We leave Apartment 4A entirely and walk to the next-door neighbour’s apartment, but not before knocking. Knock knock knock, Penny? Knock knock knock, Penny? Knock knock knock, Penny? Soon enough, we are allowed inside. This room is a complete contrast to the anti-eclectic tastes of Sheldon Cooper, no signs of any borderline obsessions, aside from a large collection of tacky IKEA furniture. It is very cluttered visually, with bright pops of colours. It’s almost painful for me to stare at for too long. Autistic people struggle with sensory overload, so her bedroom is a sensory nightmare. I’m surprised Sheldon doesn’t have a meltdown.
However, despite how cluttered it is, there is no insights into Penny herself. That is because Penny is supposed to be an audience surrogate, one who reacts to the nerdiness of the male main characters. However, an unfortunate side effect of this is that she unintentionally ends up treating Sheldon almost like a child, such as when Sheldon is confused about Howard’s magic trick, she chirps out, “Awww, he’s got the same look my little nephew gets when he can’t figure out how I got his nose.”
Infantilism is something that autistic people have to deal with quite frequently, being viewed as sweet innocent babies that deserve protection. I’m not a child, I’m a jaded and bitter woman, if the sour tone of this article didn’t hint at that already.
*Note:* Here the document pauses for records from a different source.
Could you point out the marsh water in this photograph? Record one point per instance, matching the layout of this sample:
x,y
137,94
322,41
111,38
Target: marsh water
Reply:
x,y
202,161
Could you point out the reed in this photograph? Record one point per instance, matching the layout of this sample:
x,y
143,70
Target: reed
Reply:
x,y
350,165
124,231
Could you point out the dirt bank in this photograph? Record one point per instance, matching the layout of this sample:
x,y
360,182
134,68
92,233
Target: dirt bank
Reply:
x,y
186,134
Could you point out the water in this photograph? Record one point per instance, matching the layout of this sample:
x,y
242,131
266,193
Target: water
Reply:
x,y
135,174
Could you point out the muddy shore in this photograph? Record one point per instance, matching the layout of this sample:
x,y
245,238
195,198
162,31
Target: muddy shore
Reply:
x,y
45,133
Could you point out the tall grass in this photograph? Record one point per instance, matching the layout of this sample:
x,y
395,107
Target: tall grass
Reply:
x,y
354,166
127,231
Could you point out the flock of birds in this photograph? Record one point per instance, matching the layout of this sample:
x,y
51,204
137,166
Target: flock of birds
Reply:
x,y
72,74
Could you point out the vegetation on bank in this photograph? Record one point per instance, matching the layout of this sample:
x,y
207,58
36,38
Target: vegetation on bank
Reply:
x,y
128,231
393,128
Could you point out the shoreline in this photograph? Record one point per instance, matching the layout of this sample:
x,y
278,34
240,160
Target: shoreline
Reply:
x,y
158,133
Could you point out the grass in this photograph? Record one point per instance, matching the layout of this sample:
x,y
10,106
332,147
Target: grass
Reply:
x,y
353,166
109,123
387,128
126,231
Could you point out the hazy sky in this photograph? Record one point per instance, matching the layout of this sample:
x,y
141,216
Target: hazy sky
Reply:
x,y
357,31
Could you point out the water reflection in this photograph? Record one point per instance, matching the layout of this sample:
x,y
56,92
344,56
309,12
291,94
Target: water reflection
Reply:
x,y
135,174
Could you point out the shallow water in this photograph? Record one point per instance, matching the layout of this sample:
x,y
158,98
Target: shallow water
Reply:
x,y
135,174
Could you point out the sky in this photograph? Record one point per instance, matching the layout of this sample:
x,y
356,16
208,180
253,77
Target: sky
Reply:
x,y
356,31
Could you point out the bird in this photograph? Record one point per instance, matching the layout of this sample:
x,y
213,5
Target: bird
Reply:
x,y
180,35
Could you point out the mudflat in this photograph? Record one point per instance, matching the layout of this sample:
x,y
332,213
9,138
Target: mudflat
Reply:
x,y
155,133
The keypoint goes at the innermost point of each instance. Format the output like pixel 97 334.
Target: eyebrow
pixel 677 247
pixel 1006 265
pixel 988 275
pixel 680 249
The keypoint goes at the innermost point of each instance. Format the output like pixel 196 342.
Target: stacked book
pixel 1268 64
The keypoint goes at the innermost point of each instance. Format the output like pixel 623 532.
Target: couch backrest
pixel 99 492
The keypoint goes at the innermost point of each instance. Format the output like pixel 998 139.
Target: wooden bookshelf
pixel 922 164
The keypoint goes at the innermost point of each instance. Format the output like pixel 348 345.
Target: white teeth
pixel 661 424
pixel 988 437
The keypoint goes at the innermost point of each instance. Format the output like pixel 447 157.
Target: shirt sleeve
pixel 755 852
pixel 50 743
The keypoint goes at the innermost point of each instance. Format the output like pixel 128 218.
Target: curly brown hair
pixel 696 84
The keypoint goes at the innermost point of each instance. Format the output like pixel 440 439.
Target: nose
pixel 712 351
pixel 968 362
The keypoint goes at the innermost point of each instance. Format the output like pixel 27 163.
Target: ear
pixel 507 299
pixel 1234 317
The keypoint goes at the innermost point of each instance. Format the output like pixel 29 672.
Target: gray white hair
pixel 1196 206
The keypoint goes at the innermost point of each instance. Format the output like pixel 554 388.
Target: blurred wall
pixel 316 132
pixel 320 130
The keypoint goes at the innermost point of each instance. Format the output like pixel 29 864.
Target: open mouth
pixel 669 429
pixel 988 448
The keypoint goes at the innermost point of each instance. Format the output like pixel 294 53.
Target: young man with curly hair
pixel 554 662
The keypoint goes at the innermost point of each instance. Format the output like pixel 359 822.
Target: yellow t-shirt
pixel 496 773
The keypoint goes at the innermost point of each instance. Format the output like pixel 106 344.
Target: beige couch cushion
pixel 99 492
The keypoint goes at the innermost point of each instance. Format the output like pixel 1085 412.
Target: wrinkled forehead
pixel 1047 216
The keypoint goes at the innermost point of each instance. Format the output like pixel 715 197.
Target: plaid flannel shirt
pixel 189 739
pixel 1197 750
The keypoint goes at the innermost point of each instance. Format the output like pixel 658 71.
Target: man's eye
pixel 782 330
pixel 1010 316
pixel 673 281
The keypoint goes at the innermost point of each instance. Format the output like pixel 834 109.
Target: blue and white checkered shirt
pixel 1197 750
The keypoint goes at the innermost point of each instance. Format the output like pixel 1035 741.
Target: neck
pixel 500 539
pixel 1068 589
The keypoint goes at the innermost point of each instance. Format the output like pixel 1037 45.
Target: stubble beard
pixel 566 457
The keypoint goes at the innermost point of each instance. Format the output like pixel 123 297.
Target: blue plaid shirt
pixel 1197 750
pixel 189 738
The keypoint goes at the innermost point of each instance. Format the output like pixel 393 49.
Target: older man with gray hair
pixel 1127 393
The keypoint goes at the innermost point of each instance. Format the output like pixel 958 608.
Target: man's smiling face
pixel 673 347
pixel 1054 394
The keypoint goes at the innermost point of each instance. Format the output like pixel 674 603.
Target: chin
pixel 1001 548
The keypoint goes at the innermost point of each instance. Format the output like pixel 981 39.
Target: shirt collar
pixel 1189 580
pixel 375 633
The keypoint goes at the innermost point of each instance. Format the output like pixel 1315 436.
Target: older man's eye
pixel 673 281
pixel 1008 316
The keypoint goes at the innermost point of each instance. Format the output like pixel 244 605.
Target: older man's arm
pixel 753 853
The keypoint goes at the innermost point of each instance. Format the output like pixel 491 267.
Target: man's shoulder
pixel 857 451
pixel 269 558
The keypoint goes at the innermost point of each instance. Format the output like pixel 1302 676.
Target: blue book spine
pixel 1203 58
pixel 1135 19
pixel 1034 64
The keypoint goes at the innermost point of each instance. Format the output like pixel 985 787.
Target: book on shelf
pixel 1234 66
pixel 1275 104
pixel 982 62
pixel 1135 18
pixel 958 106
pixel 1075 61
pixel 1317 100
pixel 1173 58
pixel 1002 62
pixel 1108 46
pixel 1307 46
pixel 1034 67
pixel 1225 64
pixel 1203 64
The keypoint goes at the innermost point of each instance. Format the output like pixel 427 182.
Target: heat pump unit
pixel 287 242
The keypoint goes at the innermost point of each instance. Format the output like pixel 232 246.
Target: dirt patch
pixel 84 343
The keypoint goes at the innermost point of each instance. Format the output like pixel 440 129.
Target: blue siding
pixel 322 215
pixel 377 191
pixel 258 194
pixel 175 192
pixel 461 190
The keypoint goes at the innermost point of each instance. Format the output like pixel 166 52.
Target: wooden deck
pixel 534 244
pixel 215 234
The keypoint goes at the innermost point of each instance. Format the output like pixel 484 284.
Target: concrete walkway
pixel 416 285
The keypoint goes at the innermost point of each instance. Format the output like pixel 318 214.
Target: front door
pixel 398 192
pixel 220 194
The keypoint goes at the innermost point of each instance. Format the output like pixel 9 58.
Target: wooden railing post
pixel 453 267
There are many reasons I have issues with Sheldon as a character and how his autism is presented, such as how all of his friends are unrealistically accepting of his quirks they are, and they rarely express too much annoyance, or the fact his social awareness leads him to be incredibly sexist and demeaning to most of the female cast and side characters. However, my biggest gripe is that the show runners will happily take credit for creating an autistic character, without making one.
Sheldon Cooper’s neurotypical actor Jim Parsons ended up receiving an Emmy for his portrayal. According to Slate, when he was asked, once again, he dodged the question. “The writers say no, he doesn’t. …” Parson shrugs in his response, “[But] I can say that he couldn’t display more facets of it.” The Big Bang Theory actively profited off Sheldon’s autism, but they didn’t even have the guts to commit fully to it. All they had to do was have Sheldon mimic traits of autistic people, make fun of them mercilessly, and boom, profit. No, not boom.